Mizmor & Dross Split

Mizmor/Dross

Running a website like Black Metal & Brews means I often get to rejoice in the thrill of discovery. New artists and new ideas are a delight for me. However, without old favorites and standards to turn to for consistent quality, the stream of new blood would mean so much less. Watching new promise turn into familiar fare is a wonderful experience, and the announcement of a split between Mizmor and Dross is a dream for me. I’ve watched Mizmor sprout from a project whispered about on twitter and Facebook between doom aficionados into a band whose releases sell out on the artist’s name alone. Similarly, Dross has been building its name for a while now and as the project of the mighty Cloister Recordings’ current label head, it’s great to see them reaching a broader audience. With one track each, these two bands make great use of this split to display exactly why they’re relevant. It’s a bond of friendship and professionalism that I’d like to see more of in the heavy metal community.

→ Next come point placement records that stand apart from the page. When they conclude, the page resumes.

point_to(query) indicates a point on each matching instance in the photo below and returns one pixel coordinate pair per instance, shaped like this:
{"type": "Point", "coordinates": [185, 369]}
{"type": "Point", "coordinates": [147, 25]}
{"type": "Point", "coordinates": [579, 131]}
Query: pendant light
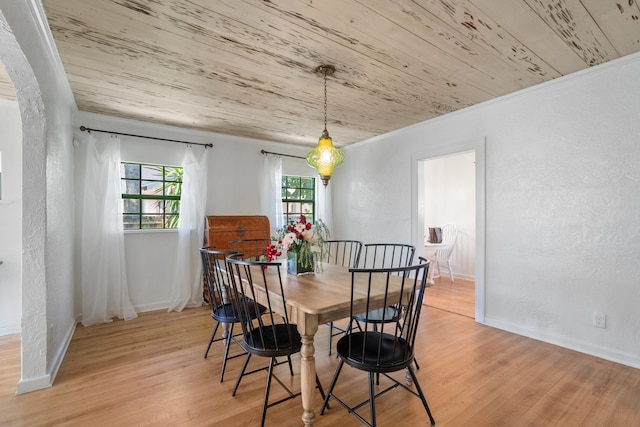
{"type": "Point", "coordinates": [325, 157]}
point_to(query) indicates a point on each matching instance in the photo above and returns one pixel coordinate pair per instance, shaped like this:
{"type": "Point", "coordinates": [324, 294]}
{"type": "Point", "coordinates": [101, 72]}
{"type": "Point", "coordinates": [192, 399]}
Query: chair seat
{"type": "Point", "coordinates": [381, 315]}
{"type": "Point", "coordinates": [374, 351]}
{"type": "Point", "coordinates": [225, 313]}
{"type": "Point", "coordinates": [273, 341]}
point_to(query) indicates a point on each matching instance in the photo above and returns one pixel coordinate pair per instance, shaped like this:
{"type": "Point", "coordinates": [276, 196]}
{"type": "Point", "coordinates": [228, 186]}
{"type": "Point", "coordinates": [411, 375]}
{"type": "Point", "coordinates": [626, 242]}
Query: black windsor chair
{"type": "Point", "coordinates": [222, 310]}
{"type": "Point", "coordinates": [389, 349]}
{"type": "Point", "coordinates": [384, 255]}
{"type": "Point", "coordinates": [345, 253]}
{"type": "Point", "coordinates": [271, 335]}
{"type": "Point", "coordinates": [252, 249]}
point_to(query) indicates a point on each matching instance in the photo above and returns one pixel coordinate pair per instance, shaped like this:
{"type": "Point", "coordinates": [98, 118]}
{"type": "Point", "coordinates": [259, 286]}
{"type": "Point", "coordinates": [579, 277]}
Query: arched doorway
{"type": "Point", "coordinates": [34, 365]}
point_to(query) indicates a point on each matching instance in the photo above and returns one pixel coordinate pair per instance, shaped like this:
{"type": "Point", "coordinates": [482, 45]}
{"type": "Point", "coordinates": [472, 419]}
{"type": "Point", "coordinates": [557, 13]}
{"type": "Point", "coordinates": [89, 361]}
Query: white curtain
{"type": "Point", "coordinates": [186, 287]}
{"type": "Point", "coordinates": [105, 292]}
{"type": "Point", "coordinates": [323, 205]}
{"type": "Point", "coordinates": [271, 191]}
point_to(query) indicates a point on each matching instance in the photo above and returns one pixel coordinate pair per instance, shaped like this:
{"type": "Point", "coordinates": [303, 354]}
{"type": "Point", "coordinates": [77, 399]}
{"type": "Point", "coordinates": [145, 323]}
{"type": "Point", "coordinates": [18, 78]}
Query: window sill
{"type": "Point", "coordinates": [151, 231]}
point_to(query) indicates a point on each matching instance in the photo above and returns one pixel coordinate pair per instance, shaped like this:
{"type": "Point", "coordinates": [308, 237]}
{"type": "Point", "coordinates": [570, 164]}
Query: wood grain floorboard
{"type": "Point", "coordinates": [150, 372]}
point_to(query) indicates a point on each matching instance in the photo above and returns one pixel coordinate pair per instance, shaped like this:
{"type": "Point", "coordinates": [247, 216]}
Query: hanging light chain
{"type": "Point", "coordinates": [325, 96]}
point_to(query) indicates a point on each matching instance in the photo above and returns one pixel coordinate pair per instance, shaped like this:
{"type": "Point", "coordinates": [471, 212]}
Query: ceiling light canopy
{"type": "Point", "coordinates": [325, 157]}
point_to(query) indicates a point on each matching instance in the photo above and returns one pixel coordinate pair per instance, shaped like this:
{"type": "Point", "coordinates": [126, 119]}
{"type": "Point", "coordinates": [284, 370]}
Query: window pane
{"type": "Point", "coordinates": [164, 183]}
{"type": "Point", "coordinates": [151, 172]}
{"type": "Point", "coordinates": [151, 221]}
{"type": "Point", "coordinates": [171, 221]}
{"type": "Point", "coordinates": [130, 186]}
{"type": "Point", "coordinates": [130, 222]}
{"type": "Point", "coordinates": [172, 173]}
{"type": "Point", "coordinates": [152, 206]}
{"type": "Point", "coordinates": [307, 208]}
{"type": "Point", "coordinates": [172, 206]}
{"type": "Point", "coordinates": [128, 170]}
{"type": "Point", "coordinates": [173, 188]}
{"type": "Point", "coordinates": [151, 187]}
{"type": "Point", "coordinates": [131, 206]}
{"type": "Point", "coordinates": [294, 208]}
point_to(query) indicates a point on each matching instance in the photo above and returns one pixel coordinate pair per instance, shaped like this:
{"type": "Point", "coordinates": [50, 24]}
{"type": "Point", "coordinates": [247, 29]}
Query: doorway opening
{"type": "Point", "coordinates": [441, 177]}
{"type": "Point", "coordinates": [449, 199]}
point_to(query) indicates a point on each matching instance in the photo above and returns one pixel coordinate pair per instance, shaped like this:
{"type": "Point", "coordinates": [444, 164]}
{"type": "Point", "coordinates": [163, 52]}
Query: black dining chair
{"type": "Point", "coordinates": [271, 335]}
{"type": "Point", "coordinates": [222, 309]}
{"type": "Point", "coordinates": [345, 253]}
{"type": "Point", "coordinates": [252, 249]}
{"type": "Point", "coordinates": [384, 255]}
{"type": "Point", "coordinates": [389, 348]}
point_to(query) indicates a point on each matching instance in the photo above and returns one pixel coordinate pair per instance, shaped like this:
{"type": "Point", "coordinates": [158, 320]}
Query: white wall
{"type": "Point", "coordinates": [46, 105]}
{"type": "Point", "coordinates": [449, 197]}
{"type": "Point", "coordinates": [10, 218]}
{"type": "Point", "coordinates": [234, 188]}
{"type": "Point", "coordinates": [562, 203]}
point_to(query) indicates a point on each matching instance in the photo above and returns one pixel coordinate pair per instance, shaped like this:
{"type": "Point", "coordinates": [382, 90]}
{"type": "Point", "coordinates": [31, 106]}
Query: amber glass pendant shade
{"type": "Point", "coordinates": [325, 157]}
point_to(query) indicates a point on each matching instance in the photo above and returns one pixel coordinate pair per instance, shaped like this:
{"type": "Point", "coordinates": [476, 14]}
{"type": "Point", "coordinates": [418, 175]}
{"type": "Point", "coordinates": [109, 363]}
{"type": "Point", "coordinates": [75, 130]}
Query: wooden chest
{"type": "Point", "coordinates": [220, 230]}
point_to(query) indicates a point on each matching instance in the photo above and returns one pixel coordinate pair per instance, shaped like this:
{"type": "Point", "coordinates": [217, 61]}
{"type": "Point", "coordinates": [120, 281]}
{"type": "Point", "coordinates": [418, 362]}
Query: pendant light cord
{"type": "Point", "coordinates": [325, 99]}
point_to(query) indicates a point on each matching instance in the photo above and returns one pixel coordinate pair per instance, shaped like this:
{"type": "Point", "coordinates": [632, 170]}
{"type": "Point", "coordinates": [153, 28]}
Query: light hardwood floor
{"type": "Point", "coordinates": [150, 372]}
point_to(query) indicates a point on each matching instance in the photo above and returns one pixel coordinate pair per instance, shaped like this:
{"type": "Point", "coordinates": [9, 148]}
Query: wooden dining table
{"type": "Point", "coordinates": [317, 298]}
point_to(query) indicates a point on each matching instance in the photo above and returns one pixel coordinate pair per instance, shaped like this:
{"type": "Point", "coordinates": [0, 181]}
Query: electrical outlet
{"type": "Point", "coordinates": [600, 320]}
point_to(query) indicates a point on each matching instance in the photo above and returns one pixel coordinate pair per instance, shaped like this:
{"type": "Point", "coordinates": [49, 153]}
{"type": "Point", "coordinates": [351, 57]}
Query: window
{"type": "Point", "coordinates": [150, 195]}
{"type": "Point", "coordinates": [298, 198]}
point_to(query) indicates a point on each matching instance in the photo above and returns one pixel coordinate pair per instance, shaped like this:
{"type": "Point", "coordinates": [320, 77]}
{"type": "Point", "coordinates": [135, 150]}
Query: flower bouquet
{"type": "Point", "coordinates": [301, 242]}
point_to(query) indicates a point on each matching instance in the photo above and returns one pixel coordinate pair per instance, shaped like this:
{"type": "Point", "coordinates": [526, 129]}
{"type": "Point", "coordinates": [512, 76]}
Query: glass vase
{"type": "Point", "coordinates": [295, 267]}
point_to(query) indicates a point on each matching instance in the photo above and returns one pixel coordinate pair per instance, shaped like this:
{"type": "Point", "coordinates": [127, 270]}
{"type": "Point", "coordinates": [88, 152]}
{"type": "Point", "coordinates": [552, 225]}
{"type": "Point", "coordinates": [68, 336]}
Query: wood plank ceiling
{"type": "Point", "coordinates": [246, 67]}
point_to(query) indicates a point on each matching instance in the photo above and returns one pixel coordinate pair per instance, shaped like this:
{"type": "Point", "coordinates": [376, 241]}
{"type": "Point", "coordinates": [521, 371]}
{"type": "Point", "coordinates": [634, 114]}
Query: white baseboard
{"type": "Point", "coordinates": [33, 384]}
{"type": "Point", "coordinates": [152, 306]}
{"type": "Point", "coordinates": [623, 358]}
{"type": "Point", "coordinates": [10, 330]}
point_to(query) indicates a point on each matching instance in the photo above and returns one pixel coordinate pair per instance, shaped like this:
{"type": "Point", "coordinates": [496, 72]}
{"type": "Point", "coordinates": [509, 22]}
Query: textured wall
{"type": "Point", "coordinates": [562, 203]}
{"type": "Point", "coordinates": [46, 107]}
{"type": "Point", "coordinates": [10, 218]}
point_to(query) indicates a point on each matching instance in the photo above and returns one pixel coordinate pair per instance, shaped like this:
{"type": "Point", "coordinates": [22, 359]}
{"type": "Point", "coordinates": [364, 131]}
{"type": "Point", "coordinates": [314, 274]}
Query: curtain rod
{"type": "Point", "coordinates": [86, 129]}
{"type": "Point", "coordinates": [285, 155]}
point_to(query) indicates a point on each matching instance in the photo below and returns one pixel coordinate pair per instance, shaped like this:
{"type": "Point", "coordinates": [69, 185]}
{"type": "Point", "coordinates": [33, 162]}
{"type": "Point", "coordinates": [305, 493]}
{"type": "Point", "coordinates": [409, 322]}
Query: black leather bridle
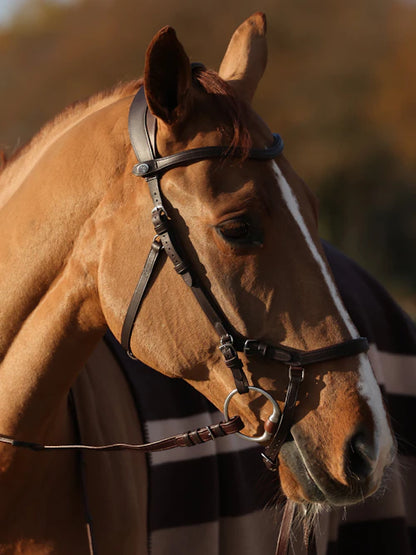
{"type": "Point", "coordinates": [150, 166]}
{"type": "Point", "coordinates": [143, 129]}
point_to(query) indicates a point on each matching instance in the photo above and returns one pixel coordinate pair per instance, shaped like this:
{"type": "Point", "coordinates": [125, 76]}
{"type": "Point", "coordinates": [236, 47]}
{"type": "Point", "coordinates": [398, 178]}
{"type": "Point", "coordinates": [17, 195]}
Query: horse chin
{"type": "Point", "coordinates": [301, 486]}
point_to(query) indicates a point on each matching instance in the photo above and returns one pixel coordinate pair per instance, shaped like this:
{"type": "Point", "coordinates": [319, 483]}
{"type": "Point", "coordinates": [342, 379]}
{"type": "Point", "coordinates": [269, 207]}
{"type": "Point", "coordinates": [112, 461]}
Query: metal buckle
{"type": "Point", "coordinates": [251, 347]}
{"type": "Point", "coordinates": [296, 373]}
{"type": "Point", "coordinates": [274, 417]}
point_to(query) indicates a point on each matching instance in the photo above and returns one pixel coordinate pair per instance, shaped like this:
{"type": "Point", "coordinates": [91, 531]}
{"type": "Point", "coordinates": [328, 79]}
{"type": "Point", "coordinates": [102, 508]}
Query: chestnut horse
{"type": "Point", "coordinates": [75, 233]}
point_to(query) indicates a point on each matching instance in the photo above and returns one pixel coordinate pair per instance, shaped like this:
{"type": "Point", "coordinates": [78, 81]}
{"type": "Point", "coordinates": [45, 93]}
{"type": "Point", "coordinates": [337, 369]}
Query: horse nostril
{"type": "Point", "coordinates": [359, 457]}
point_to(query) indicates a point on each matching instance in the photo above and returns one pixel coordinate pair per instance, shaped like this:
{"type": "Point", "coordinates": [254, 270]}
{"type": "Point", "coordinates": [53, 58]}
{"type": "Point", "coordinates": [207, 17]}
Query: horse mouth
{"type": "Point", "coordinates": [316, 486]}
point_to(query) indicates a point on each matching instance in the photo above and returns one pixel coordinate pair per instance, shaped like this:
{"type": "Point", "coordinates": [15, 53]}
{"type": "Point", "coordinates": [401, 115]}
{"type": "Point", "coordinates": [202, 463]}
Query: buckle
{"type": "Point", "coordinates": [251, 347]}
{"type": "Point", "coordinates": [227, 347]}
{"type": "Point", "coordinates": [296, 373]}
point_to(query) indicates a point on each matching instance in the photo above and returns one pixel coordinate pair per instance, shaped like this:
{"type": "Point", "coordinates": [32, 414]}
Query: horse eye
{"type": "Point", "coordinates": [240, 231]}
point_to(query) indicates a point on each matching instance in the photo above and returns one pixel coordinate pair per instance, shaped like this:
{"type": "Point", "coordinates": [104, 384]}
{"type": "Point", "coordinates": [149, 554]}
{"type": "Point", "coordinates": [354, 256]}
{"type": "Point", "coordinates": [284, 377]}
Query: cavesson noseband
{"type": "Point", "coordinates": [150, 166]}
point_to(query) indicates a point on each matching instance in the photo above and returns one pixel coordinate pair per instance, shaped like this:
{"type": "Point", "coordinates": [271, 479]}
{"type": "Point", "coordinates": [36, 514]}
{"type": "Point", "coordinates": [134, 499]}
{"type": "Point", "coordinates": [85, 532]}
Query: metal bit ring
{"type": "Point", "coordinates": [274, 417]}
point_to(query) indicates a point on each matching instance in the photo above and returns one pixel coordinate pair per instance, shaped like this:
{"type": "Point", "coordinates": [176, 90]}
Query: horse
{"type": "Point", "coordinates": [75, 232]}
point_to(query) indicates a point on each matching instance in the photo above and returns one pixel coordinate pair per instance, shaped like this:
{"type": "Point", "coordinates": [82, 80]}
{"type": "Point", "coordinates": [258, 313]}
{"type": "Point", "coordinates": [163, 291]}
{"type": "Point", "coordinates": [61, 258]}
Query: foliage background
{"type": "Point", "coordinates": [340, 87]}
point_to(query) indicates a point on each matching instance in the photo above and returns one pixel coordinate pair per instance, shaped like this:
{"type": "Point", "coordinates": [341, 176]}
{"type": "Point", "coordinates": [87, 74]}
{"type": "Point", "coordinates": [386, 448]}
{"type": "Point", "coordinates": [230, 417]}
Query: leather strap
{"type": "Point", "coordinates": [271, 451]}
{"type": "Point", "coordinates": [138, 295]}
{"type": "Point", "coordinates": [187, 439]}
{"type": "Point", "coordinates": [156, 166]}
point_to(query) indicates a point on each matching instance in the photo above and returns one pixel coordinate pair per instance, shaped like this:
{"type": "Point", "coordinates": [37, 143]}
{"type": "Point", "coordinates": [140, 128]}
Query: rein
{"type": "Point", "coordinates": [143, 129]}
{"type": "Point", "coordinates": [150, 166]}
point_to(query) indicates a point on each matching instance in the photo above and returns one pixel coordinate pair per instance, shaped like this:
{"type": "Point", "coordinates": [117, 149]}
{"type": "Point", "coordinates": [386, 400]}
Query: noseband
{"type": "Point", "coordinates": [150, 166]}
{"type": "Point", "coordinates": [143, 129]}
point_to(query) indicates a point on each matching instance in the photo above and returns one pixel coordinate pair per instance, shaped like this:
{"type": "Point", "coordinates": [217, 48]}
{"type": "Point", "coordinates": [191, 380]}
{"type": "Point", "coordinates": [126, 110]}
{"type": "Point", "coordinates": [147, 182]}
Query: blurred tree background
{"type": "Point", "coordinates": [340, 87]}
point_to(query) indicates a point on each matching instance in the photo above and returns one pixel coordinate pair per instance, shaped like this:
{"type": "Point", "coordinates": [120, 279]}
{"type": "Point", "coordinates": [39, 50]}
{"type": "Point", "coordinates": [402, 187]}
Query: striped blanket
{"type": "Point", "coordinates": [218, 498]}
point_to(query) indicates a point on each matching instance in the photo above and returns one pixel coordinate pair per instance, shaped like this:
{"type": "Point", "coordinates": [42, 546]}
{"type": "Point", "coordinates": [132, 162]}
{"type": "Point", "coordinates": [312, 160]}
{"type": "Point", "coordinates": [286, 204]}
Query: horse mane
{"type": "Point", "coordinates": [14, 170]}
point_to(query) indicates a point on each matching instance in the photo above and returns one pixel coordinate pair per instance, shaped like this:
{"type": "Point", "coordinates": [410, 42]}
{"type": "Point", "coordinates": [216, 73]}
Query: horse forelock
{"type": "Point", "coordinates": [229, 105]}
{"type": "Point", "coordinates": [14, 170]}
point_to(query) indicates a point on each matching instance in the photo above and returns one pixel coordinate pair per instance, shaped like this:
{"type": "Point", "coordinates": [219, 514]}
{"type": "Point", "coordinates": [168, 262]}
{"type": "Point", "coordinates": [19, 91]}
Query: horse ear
{"type": "Point", "coordinates": [246, 57]}
{"type": "Point", "coordinates": [167, 76]}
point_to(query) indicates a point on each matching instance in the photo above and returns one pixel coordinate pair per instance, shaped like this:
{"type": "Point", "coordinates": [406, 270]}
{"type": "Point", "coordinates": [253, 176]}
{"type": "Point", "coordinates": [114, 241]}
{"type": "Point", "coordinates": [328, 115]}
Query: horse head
{"type": "Point", "coordinates": [248, 229]}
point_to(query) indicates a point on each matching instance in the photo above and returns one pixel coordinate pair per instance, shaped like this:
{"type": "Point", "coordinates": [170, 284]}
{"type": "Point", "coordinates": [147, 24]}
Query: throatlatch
{"type": "Point", "coordinates": [150, 166]}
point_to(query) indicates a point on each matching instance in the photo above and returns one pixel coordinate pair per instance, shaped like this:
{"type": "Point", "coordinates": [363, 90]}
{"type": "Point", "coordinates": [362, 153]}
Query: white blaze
{"type": "Point", "coordinates": [367, 384]}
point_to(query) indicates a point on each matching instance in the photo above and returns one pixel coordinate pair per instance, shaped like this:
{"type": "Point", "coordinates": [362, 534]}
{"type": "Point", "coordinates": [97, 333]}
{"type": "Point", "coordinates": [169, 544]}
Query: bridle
{"type": "Point", "coordinates": [143, 130]}
{"type": "Point", "coordinates": [150, 166]}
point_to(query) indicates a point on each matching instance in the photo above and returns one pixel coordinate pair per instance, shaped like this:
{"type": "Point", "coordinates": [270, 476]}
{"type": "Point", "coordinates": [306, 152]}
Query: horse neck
{"type": "Point", "coordinates": [50, 317]}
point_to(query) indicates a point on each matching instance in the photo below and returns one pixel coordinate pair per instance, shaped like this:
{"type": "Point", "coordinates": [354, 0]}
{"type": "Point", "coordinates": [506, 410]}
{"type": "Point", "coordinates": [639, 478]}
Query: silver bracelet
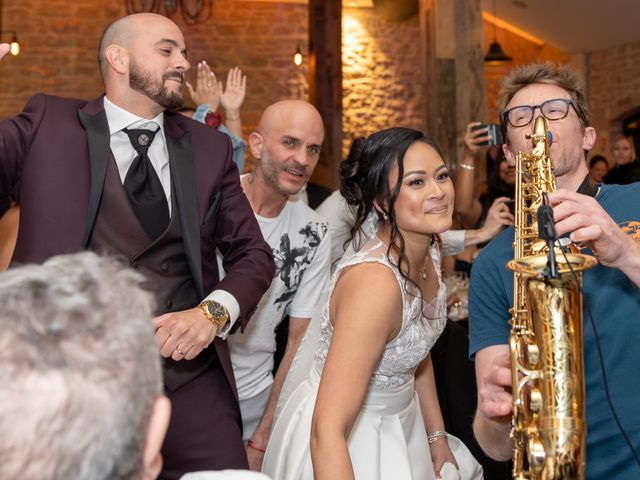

Mizmor’s contribution marks the third in a trilogy of splits with the song “IX – Crestfallen Usurper.” This track is an interesting one in many ways, marking much more of a black metal influence than past Mizmor releases, yet still retaining the trademark walls of doom that have made this project such a force in the underground. It’s worth noting here that this is A.L.N.’s own recording work, with mixing done by a professional sound engineer, and the artist’s involvement in the process makes for crisp clarity of vision.  At over fifteen minutes in length, the song washes over the listener with a depth that takes root somewhere inside the mind, slowly blossoming with sorrow and ferocity like the rage of a captured and defeated animal. The song’s title hints that these may be the last thoughts of an intended ruler whose failed coup has left them facing death, but it’s not certain. Regardless of intent, the manic pacing of the song’s initial moments and the trudging to which they lead make for a pummeling that stands as strong as anything in Mizmor’s already weighty catalog. The only downside to loving Mizmor is the knowledge that, as the project of just one member, it’s unlikely such compelling music will ever be performed in front of a live audience. As the song swirls out of existence with delicate finger-plucked acoustic guitars over a backdrop of feedback, it’s hard to imagine the song being followed, but Dross is as complementary as any artist could be.

With “Verdant,” Dross makes its own mark quite clearly. At just under fourteen minutes, this song is equally adventurous but in its own unique manner. With guitar tone that begs for sustained notes, Dross could easily impress by simply hitting chords and letting the song’s building introduction last forever, but the band is creative and instead uses these elements tastefully, allowing them to grow toward something even more captivating. “Verdant” spends much of its time at the same pace, just plodding onward and allowing the atmosphere to become thicker and more full, utilizing repetition to great effect. Rather than being a dull experience, the hazy vocals and massive guitars play together nicely until the eight minute mark when things reach a more subdued, yet highly ominous point. Dross finds its greatest strength in minimalist approaches, allowing empty space and restraint to create tension. The anticipatory thrill could be its own reward here, but the kick when Dross brings it all back home is absolutely worth it.

This split is available both directly from A.L.N. and Cloister Recordings itself. With only 150 copies in existence, these won’t last long, especially since there are two slightly different editions, each with a unique wax seal and label for either Cloister or ALN. For those with a preference toward vinyl, this will see a broader release through Pesanta Urfolk down the line, so keep an eye out.